Vestiram-se e desceram as escadas para o café da manhã. Outra coisa com a qual não se acostumavam, era com um desjejum saudável e variado. Tomaram leite ou suco, comeram um pedaço de bolo ou uma maçã. Isso, enquanto corriam atrás de papéis no escritório que lutavam para organizar e realizavam ligações apressadas para uma ou outra secretária. Segunda-feira corrida, essa!

Tudo pronto, saíram de casa e entraram no carro, não sem, antes, cumprimentar o vizinho e a esposa, que saiam na mesma hora, na mesma pressa, e com a simpatia de sempre. Deixaram o condomínio, que fica em um dos limites da cidade, ao som de "Highway to Hell", brincando que aquele dia seria mesmo um inferno. AC/DC continuou tocando durante todo o caminho - o gosto pelo rock era um dos mais fortes pontos que tinham em comum e, juntos, tinham uma coleção invejável de albúns do estilo.

Conversavam amenidades, e a pauta principal era o almoço em família do dia anterior:

- Sua mãe fica cada vez mais linda, hein?

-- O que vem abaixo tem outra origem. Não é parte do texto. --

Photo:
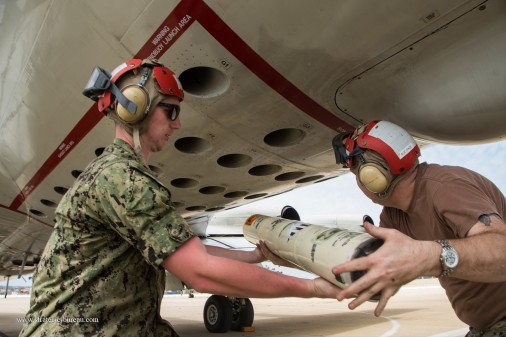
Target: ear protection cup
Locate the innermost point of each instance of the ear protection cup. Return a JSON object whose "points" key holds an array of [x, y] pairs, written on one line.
{"points": [[140, 97], [374, 177]]}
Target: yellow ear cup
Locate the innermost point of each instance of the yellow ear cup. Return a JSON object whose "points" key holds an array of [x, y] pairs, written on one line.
{"points": [[140, 97], [372, 177]]}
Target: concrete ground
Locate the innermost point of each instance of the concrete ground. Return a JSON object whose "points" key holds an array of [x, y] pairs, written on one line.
{"points": [[420, 308]]}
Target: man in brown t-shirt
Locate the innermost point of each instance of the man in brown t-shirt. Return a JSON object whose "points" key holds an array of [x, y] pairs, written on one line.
{"points": [[437, 220]]}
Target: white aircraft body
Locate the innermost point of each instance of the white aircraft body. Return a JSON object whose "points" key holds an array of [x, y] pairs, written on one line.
{"points": [[267, 84]]}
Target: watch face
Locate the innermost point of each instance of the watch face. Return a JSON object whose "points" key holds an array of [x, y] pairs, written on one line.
{"points": [[451, 259]]}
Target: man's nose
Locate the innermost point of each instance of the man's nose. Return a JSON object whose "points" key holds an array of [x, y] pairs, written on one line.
{"points": [[176, 124]]}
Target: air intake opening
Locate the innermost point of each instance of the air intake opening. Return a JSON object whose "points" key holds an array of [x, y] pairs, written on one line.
{"points": [[204, 82]]}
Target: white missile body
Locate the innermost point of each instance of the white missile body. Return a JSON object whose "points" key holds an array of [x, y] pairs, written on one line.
{"points": [[313, 248]]}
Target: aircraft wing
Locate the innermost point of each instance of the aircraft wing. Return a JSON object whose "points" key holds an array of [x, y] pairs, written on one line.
{"points": [[267, 85]]}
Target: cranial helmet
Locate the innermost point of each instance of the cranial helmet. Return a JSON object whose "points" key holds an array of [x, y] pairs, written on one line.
{"points": [[379, 153], [128, 93]]}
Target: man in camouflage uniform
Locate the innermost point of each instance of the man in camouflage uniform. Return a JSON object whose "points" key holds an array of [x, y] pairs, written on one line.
{"points": [[102, 272]]}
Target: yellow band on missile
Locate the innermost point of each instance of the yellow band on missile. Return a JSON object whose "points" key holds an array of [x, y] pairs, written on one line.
{"points": [[251, 219]]}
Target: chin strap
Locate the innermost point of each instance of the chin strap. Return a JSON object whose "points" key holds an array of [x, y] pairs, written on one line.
{"points": [[137, 143]]}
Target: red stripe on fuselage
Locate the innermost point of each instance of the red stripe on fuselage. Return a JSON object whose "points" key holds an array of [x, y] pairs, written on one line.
{"points": [[183, 15]]}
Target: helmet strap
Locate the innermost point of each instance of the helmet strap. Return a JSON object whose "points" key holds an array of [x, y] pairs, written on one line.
{"points": [[137, 142]]}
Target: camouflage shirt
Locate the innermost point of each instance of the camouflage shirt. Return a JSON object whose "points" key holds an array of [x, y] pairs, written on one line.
{"points": [[114, 228]]}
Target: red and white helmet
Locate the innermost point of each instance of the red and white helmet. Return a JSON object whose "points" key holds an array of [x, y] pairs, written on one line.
{"points": [[392, 142], [165, 79]]}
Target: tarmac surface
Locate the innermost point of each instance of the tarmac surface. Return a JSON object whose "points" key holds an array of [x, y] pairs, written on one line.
{"points": [[420, 308]]}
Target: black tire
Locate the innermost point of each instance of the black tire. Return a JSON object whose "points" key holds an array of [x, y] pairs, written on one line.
{"points": [[243, 314], [218, 314]]}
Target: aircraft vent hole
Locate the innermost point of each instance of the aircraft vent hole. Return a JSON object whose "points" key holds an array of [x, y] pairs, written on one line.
{"points": [[235, 194], [155, 169], [214, 209], [289, 176], [284, 137], [192, 145], [256, 196], [184, 183], [76, 173], [60, 190], [212, 189], [99, 151], [204, 82], [264, 170], [38, 213], [195, 208], [48, 203], [234, 160], [308, 179]]}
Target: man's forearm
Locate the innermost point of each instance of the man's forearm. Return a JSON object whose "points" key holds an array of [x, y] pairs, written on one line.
{"points": [[250, 256]]}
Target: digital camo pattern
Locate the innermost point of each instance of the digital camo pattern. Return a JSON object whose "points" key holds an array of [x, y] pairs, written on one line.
{"points": [[498, 330], [114, 227]]}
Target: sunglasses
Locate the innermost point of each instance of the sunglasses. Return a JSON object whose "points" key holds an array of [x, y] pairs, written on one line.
{"points": [[172, 110]]}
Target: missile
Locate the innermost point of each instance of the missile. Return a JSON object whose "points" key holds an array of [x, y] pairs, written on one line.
{"points": [[313, 248]]}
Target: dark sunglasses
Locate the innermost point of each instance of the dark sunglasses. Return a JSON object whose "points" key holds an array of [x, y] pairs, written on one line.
{"points": [[172, 110]]}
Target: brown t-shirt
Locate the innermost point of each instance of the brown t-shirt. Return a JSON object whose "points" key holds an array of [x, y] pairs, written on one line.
{"points": [[447, 202]]}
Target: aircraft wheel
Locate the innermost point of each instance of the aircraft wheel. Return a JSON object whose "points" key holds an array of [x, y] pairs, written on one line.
{"points": [[242, 313], [218, 314]]}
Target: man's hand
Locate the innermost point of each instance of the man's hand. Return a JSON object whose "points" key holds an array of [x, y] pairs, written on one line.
{"points": [[398, 261], [323, 289], [273, 257]]}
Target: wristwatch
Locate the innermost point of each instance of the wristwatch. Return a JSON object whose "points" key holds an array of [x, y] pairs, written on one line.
{"points": [[449, 258]]}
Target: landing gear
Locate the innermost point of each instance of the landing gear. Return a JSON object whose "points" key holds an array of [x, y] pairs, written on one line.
{"points": [[222, 314]]}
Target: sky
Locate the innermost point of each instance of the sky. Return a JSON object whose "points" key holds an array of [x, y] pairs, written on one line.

- Ela me disse o mesmo de você. Tenho a impressão de que, se um dia nos separássemos, meus pais não olhariam mais na minha cara, e te adotariam!

A resposta veio acompanhada daquele belo sorriso, sempre elogiado, por quem quer que o visse.

Cerca de vinte minutos depois, chegaram no escritório de advocacia, num bairro chique da capital. Assim que o carro parou, as mãos, como de costume, se encontraram, e veio o comunicado:

- Hoje jantamos fora, tá? Naquele restaurante novo, que você disse querer conhecer.

- Sério? Mas você sai a tempo?

- Sim, sim. Já organizei tudo, e hoje não vou estar de plantão.

- Que lindo! - E o mesmo belo sorriso iluminou o seu rosto. - Te espero, então.

Se beijaram. Um beijo daqueles! Daqueles em que dá pra sentir o amor só de olhar, em que você se sente completo, imortal, amado como nenhum outro ser, jamais, o será, e, mesmo assim, seguiram-se as palavras:

- Eu te amo.

Dr. Samuel, o advogado, desceu do carro sem esperar resposta, com aquele sorriso, ainda mais belo - como se fosse possível - e com a felicidade nos olhos. O dia até poderia ser um inferno, mas ele só sentiria o seu amor, que sabia ser retribuído com todas as forças. Brega? Ele também achou, mas não liga.

Do mesmo modo, Dr. Ian, o médico, seguiu para o consultório, do outro lado da cidade, pensando que, se é assim o inferno, gostaria de queimar por toda a eternidade.